I attended Dan Myers’ session on how to maintain learner attention. Dan is a Manager of Instructional Design at the Cheesecake Factory.
Getting learners’ attention should be a primary concern for instructional designers creating online courses. (Remember: “Build it and they will come” does not apply to eLearning!) Dan suggests considering the following framework when creating an attention-grabbing course:
- Cognitive domain (thinking): Content, knowledge checks
- Affective domain (feeling): Story, characters, music, art, values, conflict, humor
- Psychomotor domain (doing): Interactivity, hands-on practice opportunities
(This happens to align with the second phase in IdeaLearning Group’s Complete Learning Experience approach: “Think, Feel, Move”!)
He discussed a couple of potential pitfalls to avoid, such as not breaking character. Once you start with a story theme, stick with it. Theme is part of what helps keep learner attention. Interactions should also be integrated into the theme as much as possible. He also advised against building yet another course to float in what he calls “the sea of sameness.”
Think about the visual experience learners typically have—they see the company logo and the same colors on every screen. In our attempt to create uniformity, we may sometimes prompt learners to feel disengaged. Instead, Dan advises, find ways to give courses a unique look and feel. Throw out templates and incorporate elements of surprise into courses to help create a unique adventure for learners.
Other great ideas Dan suggests for personalizing the learning experience:
- If you’re writing third-person content in training and it’s posted on LMS, include the learner’s name as a character to personalize the experience.
- Include an “evidence log” learners can use to take notes within the course.
- Try putting learners in a place where they’re taking a quiz but don’t realize they’re taking a quiz.
- Take out the “objectives” slide. Write them, but you don’t need to reveal them. Putting in formal learning objectives and long course description page can kill the momentum.
- Build in vocal variety into training courses. If you structure it right, it makes it easy to edit.
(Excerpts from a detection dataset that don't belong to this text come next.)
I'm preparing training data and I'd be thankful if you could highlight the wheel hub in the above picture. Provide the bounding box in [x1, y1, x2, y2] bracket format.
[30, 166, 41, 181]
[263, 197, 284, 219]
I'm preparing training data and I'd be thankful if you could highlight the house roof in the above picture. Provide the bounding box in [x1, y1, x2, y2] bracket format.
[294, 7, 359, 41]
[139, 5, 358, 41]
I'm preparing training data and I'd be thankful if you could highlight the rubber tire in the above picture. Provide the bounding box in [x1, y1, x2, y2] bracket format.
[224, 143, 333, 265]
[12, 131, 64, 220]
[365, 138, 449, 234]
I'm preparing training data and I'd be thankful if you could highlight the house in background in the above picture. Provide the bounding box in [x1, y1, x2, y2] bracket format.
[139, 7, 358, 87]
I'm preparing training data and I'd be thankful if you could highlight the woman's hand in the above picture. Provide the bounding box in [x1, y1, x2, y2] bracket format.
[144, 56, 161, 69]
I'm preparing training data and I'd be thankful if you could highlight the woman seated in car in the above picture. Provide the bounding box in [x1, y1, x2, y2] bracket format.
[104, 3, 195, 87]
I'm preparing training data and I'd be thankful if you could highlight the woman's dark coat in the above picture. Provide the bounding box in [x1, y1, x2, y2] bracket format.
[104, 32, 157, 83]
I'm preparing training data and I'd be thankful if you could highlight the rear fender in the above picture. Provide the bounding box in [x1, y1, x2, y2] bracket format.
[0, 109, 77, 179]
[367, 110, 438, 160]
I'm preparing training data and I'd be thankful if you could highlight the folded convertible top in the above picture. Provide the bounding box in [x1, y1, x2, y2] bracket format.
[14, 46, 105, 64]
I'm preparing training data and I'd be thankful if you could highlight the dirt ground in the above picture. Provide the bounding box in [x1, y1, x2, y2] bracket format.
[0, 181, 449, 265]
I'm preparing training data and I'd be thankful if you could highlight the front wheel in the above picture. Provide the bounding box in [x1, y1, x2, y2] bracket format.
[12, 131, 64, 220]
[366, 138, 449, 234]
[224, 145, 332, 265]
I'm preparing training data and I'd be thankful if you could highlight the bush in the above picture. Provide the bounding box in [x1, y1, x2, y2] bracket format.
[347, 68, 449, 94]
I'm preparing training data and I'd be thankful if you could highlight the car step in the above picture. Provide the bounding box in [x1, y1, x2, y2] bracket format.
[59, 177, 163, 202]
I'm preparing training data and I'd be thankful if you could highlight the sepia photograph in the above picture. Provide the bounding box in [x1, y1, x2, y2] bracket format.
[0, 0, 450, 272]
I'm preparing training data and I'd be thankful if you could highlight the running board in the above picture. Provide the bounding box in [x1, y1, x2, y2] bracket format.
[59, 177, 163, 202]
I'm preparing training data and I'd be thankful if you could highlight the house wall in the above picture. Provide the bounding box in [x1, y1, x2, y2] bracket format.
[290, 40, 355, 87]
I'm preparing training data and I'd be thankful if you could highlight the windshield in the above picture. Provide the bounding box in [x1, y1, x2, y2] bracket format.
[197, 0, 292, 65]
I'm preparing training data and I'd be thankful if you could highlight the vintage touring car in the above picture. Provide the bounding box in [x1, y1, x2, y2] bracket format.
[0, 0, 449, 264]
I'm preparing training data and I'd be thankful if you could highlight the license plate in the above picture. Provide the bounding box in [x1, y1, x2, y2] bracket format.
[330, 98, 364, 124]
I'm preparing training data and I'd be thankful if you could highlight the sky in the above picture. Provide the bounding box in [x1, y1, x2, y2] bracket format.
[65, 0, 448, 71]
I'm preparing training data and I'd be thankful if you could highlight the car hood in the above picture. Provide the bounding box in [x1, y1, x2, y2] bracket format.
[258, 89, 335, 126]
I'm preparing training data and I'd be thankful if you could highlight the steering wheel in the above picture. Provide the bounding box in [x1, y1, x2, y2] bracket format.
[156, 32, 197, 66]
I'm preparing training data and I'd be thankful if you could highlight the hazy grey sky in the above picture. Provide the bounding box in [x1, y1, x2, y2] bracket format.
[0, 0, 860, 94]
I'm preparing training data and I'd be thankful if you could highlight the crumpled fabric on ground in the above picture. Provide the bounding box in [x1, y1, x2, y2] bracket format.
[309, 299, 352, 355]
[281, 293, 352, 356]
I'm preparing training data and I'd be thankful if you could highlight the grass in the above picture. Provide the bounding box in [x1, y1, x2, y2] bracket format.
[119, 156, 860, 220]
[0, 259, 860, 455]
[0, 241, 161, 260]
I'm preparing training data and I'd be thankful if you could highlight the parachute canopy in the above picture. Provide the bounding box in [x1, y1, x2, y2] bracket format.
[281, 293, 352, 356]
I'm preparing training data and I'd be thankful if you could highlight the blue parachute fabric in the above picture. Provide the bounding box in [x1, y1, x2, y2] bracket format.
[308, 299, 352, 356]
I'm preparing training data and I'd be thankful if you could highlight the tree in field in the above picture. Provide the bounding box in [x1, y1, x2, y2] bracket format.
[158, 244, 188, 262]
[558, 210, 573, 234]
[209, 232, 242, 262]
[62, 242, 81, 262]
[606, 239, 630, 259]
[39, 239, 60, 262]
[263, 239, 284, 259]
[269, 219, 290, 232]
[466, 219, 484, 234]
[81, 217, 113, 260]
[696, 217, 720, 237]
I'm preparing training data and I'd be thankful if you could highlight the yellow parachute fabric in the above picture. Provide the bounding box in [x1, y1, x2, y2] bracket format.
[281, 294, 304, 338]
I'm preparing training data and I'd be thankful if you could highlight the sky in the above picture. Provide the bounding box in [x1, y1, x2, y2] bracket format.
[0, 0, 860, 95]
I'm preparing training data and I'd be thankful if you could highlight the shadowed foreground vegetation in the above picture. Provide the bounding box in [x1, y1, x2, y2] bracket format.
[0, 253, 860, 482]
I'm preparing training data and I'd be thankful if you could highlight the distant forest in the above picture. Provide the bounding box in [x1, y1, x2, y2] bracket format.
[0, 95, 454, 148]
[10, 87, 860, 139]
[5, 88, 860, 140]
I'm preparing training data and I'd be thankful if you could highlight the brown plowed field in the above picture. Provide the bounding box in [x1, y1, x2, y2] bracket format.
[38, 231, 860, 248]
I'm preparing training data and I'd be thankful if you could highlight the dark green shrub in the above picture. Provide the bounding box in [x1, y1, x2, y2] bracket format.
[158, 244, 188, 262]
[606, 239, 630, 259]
- If you have any procedural videos technical in nature, include drag-and-drop items that need to be placed in the correct sequence. Dan shows us a clever interaction involving a Cheesecake Factory recipe. The learner drags and drops images of ingredients to the video area, which activates the relevant clip. He suggests building in remediation clips for incorrect options.
My favorite quote from Dan’s session: If you’re bored making it, your learners will be bored taking it.